The Reserve Bank of India’s (RBI) draft guidelines for NBFC‑Upper Layer (NBFC‑UL), have shifted the regulatory framework from a parametric scoring model to one that is strictly asset‑based. The guidelines, however, have failed to clear the air over the uncertainty on Tata Sons’ listing that has been hanging fire since September last year.
In the draft guidelines released on Friday, the RBI has proposed that any NBFC with assets of Rs 1 lakh crore or more will automatically qualify as an NBFC‑UL, replacing the earlier mix of the top‑ten‑by‑size list and a parametric scoring model. RBI said this change is aimed at making the process “transparent, simple and objective,” eliminating the ambiguity that surrounded the earlier methodology.
With Tata Sons’ FY25 asset base estimated at around Rs 1.75 lakh crore, the holding company comfortably meets the new threshold and will continue to fall under the upper regulatory layer, experts said.
However, others say the draft leaves one major question unanswered, whether a core investment company (CIC) classified as NBFC‑UL must list. “Until the RBI issues a final circular or explicitly addresses the treatment of CICs, Tata Sons and other large holding companies remain in a zone of regulatory uncertainty even as their classification under the upper layer becomes more definitive,” said a senior director of rating agency.
In September 2025, Tata Sons missed the RBI mandated listing deadline. Although Tata Sons had applied to RBI to surrender its CIC registration to avoid the listing mandate, the regulator has not yet come out with a decision on its application.
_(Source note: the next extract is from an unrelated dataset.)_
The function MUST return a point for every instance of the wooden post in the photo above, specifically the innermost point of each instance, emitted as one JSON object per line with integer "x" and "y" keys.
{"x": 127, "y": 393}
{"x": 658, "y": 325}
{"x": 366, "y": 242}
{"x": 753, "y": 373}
But the jury is still out on the issue. Under the earlier regime, Tata Sons already qualified as an Upper Layer NBFC, but the parametric scoring system offered a potential escape route– the group reduced debt to bring down its score and avoid mandatory listing. The new draft rules are seen to eliminate that flexibility entirely.
Nazneen Ichhaporia, Partner at ANB Legal said, “Tata Sons seems to fall within the new definition, which would mean that if they do, they would need to go in for a listing to comply if the new regime gets effected.” He added that Tata Sons’ earlier plan to reduce debt may no longer help them avoid the listing requirement because the RBI has now anchored the classification purely to asset size.
“This new definition is completely asset- based and not linked to any parametric scores. Just reducing the debt will not help them,” she said, emphasising that if the company meets the asset size requirements under the new regime, it “may not have the option but to go in for compliance and listing.”
CICs are also NBFCs, and the draft does not mention any exclusion for CICs. A senior official of another rating agency says, “Nothing has been mentioned to that extent. CICs are also NBFCs, implying that Tata Sons, registered as a CIC, would be treated like any other NBFC for the purpose of upper‑layer classification.” This is important because there had been industry speculation on whether CICs without external liabilities could be exempt from certain scale-based regulation (SBR) requirements. The new draft does not revisit those carve‑outs, effectively placing CICs squarely within the NBFC‑UL framework if they meet the asset threshold.
Meanwhile the draft also proposes to include state‑government‑owned NBFCs that meet the asset threshold, bringing large entities such as IRFC into the upper layer. The new guidelines will also bring Jio Financial under the NBFC-UL. “Inclusion of government owned entities too, based on their size, indicates a more harmonized way of identifying NBFC-UL. Based on the existing position, the number of NBFC-UL would go up vis-a-vis 15 entities identified previously,” said, A M Karthik, senior vice president and co-group head financial sector Ratings, ICRA.
At the same time, some NBFCs currently in the upper layer may be out if their assets are below the threshold, though the earlier rule requiring a minimum five‑year stay in the upper layer complicates this transition. “Clarity is still needed on whether the five‑year rule continues to apply under the new framework,” said Sanjay Agarwal, Senior Director at CareEdge Ratings.